Committees help keep city on move
Published 5:16 pm Wednesday, May 9, 2007
By By Kerry Whipple Bean – publisher
For Yank Lovelace and other chairmen of Brewton's Community of Excellence Committees, an appearance on the local talk show “Coffee with the Mayor and Mabry” is more than just a chance to be on TV.
It's an opportunity for a little show and tell - and you better have something to share.
Lovelace, in part, credits those committees - and the standard to which they are held - with a lot of the good news that's been happening in Brewton lately.
Downtown park projects, a new investment from a retail giant, new housing developments and a half-million dollar grant for a walking and biking path are among the latest projects Brewton has been touting.
ACE committees have fostered many of the projects, such as the renovation of Burnt Corn Creek Park.

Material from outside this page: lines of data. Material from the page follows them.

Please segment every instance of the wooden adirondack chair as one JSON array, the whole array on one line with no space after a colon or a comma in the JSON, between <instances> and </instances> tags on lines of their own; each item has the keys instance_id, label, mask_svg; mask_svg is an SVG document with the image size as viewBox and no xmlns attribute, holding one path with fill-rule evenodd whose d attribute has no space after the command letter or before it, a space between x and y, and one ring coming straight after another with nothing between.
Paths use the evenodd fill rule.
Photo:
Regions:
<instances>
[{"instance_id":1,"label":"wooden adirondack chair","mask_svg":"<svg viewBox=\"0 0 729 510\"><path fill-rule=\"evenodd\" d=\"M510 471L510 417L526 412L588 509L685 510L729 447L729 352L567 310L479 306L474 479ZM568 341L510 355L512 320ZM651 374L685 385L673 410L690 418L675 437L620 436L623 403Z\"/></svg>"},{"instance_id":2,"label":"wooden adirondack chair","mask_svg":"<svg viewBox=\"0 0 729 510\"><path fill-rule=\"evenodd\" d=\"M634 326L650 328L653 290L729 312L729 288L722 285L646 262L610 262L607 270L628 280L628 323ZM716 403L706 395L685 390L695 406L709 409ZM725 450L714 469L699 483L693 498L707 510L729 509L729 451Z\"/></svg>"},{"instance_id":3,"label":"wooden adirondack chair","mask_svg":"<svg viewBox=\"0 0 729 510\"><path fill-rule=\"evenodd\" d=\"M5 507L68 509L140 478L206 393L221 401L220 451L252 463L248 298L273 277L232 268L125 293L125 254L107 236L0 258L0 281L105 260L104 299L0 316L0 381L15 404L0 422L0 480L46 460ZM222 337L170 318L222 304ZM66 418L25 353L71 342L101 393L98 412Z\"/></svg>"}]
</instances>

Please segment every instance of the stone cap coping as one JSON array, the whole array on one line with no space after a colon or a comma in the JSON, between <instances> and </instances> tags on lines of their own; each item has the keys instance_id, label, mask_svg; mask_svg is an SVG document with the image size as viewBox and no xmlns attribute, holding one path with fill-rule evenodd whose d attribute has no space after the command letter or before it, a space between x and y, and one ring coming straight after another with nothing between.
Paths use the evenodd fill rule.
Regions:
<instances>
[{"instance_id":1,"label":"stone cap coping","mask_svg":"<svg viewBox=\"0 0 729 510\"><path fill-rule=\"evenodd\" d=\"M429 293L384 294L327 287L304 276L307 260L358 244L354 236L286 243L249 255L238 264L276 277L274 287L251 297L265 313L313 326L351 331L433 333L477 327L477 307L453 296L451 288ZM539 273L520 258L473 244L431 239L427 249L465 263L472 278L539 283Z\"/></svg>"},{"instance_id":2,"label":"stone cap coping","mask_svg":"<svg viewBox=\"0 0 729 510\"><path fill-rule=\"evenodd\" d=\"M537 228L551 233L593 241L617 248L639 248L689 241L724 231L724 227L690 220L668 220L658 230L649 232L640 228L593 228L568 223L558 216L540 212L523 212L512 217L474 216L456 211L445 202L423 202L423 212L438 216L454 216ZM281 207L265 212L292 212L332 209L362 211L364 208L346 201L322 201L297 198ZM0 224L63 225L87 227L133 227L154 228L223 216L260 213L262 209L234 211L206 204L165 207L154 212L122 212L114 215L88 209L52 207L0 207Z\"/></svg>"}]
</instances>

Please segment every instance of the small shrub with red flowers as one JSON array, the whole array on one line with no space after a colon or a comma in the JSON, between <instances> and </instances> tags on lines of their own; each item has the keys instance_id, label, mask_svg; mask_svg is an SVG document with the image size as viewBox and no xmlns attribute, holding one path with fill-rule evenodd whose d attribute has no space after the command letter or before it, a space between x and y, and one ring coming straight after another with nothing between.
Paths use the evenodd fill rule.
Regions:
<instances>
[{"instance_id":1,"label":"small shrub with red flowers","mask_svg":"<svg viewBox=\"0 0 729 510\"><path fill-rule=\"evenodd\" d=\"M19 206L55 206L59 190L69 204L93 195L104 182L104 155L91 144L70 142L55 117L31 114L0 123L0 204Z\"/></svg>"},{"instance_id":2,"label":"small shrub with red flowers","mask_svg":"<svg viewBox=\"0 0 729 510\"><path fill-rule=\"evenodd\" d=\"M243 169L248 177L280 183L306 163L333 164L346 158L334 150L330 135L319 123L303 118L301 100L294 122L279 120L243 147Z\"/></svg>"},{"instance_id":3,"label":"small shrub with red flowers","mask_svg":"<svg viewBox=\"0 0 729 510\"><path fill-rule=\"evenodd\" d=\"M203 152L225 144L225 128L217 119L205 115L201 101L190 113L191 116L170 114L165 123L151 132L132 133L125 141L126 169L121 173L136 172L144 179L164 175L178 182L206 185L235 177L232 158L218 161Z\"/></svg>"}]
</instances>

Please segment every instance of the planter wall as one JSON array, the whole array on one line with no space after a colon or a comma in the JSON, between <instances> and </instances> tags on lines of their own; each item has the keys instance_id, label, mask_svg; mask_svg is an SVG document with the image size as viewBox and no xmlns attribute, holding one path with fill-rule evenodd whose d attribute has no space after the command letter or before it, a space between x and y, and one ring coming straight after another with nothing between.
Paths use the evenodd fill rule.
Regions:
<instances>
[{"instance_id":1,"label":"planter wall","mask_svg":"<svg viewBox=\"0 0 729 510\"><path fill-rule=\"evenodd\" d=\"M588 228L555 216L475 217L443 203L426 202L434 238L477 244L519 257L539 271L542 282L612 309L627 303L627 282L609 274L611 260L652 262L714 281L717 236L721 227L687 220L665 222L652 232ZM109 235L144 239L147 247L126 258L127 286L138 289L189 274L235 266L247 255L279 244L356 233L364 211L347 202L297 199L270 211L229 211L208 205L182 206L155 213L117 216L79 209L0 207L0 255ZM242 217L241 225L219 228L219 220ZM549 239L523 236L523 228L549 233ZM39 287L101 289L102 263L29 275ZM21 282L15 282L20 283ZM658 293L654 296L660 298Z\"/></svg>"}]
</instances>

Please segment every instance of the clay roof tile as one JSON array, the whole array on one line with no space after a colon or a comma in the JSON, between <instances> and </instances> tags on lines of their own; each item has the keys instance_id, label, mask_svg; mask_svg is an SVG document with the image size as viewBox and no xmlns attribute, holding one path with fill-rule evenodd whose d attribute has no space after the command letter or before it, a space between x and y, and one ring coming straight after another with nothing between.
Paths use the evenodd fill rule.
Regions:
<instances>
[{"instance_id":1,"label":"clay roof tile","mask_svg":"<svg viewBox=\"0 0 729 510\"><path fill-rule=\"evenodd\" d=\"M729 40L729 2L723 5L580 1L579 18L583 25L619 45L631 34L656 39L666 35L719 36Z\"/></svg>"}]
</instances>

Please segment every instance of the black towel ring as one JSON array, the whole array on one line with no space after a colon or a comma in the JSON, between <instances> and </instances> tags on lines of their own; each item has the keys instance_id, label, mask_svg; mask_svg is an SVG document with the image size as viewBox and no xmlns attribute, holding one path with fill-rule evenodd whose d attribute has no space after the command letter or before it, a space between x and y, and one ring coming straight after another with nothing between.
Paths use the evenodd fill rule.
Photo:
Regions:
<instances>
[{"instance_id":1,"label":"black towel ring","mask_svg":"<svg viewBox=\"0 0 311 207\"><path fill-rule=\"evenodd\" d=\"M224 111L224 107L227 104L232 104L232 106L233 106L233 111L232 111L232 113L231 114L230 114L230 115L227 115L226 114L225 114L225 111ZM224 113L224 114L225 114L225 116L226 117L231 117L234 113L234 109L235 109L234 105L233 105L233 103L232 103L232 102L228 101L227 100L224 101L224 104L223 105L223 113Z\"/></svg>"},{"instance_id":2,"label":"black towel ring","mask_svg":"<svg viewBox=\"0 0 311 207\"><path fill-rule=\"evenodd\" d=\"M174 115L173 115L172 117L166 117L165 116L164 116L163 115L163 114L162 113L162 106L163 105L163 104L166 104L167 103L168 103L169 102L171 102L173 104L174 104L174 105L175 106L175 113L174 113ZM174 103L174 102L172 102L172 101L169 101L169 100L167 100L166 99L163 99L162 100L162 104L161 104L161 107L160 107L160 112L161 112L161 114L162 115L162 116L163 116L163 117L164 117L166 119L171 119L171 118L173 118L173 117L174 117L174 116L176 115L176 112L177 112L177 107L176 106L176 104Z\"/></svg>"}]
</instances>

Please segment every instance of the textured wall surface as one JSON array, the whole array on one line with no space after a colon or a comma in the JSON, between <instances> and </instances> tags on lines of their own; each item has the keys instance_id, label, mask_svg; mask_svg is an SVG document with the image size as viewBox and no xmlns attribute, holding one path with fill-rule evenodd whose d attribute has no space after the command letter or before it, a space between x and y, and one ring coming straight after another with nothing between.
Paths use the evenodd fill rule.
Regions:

Those committees - which focus on such aspects as quality of life, education and industry - still meet regularly and are held accountable by Mayor Ted Jennings, Lovelace said.
Jennings said the Communities of Excellence committees have just “scratched the surface” of what they can do for Brewton.
Not only are the ACE committees working hard, but other Brewton groups, such as the Tree and Beautification Board and the Brewton Council of the Arts, are also working on projects to help the city's quality of life.
Those projects can lead to bigger things for the community, said Jackson Hines, a local real estate broker and chairman of the Brewton Area Chamber of Commerce board.
Other business leaders agree that attracting new business - and new residents - will help the community grow.
And attracting new residents who spend money in a community can be just as important as attracting industry, Gordy said. “It's economic development in itself,” she said.
Gordy said she hopes Brewton will continue to be choosy about the types of industry it attracts.
Gordy said Brewton's uniqueness needs to be preserved. “Why on earth would you want to go somewhere that looks just like everyplace else?” she said. “We've got a special thing going.”
Jennings emphasized that the sense of optimism in Brewton did not happen overnight. “For a number of years it's been building,” he said. “Now, for whatever reason, we've just got more going on, and we've got more people that want to see things done.”
For Lovelace, whose family has lived in Brewton for generations, the sense of optimism is the community's legacy.